Pardon me for a moment. I’m rubbing my eyes.
In addition, although placed above in the generic section of the report’s recommendations two in particular could also have profound effects online.
A single web site for complaints about any and all media? If put together and resourced properly it could become a potent force for good.
If we establish 16 as a new baseline for engagement with a range of advertisements, what does this mean for all those advertising driven companies which currently have 13 or less as their entry point?
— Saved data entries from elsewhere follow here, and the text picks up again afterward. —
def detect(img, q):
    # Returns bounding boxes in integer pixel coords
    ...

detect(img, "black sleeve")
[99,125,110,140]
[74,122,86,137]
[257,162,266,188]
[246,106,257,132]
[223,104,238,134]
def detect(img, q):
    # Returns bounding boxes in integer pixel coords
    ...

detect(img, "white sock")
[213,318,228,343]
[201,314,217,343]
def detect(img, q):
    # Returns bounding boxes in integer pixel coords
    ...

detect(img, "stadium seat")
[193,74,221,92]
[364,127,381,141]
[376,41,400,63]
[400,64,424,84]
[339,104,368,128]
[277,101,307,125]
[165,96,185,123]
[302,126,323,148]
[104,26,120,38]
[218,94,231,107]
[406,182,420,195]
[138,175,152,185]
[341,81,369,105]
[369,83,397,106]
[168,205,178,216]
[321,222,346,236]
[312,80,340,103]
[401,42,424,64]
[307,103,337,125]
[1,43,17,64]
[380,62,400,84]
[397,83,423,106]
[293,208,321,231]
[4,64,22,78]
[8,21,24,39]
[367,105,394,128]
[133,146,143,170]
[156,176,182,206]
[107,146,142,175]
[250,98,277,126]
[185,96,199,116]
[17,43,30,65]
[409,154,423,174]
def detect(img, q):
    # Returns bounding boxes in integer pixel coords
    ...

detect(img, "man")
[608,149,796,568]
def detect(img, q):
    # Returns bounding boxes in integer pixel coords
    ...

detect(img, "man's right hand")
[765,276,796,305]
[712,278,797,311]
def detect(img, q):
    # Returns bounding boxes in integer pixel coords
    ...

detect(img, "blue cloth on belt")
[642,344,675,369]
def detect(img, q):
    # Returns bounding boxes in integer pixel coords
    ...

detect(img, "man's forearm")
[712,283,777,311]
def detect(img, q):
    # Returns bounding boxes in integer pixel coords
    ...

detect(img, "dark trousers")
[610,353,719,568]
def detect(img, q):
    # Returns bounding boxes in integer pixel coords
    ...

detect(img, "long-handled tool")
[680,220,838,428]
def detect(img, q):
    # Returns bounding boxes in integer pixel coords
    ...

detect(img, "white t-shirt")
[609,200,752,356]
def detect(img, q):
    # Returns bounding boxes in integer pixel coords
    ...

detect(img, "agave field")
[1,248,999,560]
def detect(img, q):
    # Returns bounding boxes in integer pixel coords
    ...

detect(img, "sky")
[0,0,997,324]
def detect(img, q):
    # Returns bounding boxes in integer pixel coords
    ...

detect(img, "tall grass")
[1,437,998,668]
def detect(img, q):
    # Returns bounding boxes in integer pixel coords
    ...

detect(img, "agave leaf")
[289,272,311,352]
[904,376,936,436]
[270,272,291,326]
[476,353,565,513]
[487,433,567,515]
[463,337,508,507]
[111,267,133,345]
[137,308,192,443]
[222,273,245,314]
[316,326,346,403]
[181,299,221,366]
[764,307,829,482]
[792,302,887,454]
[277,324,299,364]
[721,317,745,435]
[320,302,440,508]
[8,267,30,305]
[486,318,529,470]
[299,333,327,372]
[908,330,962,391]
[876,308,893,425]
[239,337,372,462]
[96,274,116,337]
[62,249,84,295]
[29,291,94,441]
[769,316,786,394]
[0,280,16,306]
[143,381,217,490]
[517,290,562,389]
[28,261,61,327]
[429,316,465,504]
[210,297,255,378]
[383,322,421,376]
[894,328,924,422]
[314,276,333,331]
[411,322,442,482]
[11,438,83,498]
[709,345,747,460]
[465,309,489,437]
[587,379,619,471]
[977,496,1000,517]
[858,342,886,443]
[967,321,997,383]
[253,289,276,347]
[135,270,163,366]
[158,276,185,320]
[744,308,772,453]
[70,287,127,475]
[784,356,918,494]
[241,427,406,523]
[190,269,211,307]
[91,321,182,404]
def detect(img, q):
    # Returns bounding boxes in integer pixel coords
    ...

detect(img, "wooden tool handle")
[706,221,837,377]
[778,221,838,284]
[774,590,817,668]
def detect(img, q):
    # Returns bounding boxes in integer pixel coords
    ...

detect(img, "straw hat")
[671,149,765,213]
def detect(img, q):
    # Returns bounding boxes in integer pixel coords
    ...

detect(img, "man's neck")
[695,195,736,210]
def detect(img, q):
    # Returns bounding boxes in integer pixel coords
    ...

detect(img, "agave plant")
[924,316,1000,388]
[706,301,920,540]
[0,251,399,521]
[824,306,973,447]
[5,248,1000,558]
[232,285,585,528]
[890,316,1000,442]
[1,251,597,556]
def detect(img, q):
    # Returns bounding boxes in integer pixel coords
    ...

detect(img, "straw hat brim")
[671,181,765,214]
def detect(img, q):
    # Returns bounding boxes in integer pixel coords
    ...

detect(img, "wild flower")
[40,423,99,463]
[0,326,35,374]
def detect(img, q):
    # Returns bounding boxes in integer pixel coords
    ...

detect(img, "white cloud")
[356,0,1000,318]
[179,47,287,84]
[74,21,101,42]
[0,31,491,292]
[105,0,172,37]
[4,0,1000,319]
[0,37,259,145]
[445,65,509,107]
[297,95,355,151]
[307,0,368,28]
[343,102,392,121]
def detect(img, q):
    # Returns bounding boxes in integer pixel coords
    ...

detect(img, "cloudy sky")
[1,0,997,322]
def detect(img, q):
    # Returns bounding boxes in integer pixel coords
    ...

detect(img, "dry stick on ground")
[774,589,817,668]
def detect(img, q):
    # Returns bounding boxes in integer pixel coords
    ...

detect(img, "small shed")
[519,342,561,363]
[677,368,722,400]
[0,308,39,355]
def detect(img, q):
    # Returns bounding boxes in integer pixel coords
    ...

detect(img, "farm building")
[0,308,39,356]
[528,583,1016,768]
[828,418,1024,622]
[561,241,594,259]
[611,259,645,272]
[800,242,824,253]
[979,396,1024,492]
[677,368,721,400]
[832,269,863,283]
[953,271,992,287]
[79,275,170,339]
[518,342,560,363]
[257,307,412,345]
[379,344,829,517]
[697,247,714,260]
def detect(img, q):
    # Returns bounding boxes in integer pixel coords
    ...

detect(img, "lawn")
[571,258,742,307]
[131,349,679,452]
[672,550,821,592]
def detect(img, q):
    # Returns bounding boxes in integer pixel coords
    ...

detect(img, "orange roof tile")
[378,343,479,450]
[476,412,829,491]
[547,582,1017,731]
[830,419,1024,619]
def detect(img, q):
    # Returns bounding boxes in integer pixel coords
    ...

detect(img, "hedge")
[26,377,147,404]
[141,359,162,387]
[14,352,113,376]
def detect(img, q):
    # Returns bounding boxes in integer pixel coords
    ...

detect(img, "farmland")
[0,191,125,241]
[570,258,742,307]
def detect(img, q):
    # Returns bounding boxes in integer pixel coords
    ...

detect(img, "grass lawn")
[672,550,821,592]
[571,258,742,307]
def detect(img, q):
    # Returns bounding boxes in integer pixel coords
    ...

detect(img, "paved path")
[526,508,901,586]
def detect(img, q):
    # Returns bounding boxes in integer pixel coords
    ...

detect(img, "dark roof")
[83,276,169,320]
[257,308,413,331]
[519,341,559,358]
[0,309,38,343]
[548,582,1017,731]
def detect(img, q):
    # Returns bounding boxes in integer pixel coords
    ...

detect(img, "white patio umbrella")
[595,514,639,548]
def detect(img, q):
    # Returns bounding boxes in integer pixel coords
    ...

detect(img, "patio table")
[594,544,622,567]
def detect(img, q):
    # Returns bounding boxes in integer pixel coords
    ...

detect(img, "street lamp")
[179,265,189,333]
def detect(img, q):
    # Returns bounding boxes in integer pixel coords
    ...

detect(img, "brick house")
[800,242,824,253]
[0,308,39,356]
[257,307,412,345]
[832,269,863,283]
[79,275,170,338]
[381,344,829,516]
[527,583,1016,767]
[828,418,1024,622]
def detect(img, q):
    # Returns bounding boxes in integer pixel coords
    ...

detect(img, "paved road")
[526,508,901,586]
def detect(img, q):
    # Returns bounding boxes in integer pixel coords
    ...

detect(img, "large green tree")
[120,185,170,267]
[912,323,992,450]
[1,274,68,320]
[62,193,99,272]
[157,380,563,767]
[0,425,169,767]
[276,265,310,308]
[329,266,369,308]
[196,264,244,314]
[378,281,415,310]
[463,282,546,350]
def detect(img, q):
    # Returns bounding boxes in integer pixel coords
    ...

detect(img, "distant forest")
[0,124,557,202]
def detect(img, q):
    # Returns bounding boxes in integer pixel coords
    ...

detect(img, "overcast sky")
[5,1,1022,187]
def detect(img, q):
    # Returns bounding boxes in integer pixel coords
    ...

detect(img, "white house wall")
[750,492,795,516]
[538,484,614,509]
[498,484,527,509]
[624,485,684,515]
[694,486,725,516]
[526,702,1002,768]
If 16 becomes a new commercial benchmark will it propel the Office of the Information Commission to revisit the question of the age at which youngsters can hand over personal data about themselves over the internet without companies first being required to obtain verifiable parental consent?
Just like the Blitz
I’m trying to think of another area of public policy which is as thoroughly democratic as the internet. With health, education, transport, housing, employment, leisure and all the things that hang off these crucial nodal points of people’s lives, there are almost limitless opportunities for the rich and the privileged to separate themselves off from the everyday experiences and concerns of the less rich and the less privileged.
But that’s not how it is with the internet. For now there’s only one of them and all our children use it. Eton and Bethnal Green. It’s like the Blitz without the bombs. Truly we are all in this together. The political salience of child internet safety is therefore visible to all who have eyes to see.
Reg and Dave clearly understood that point.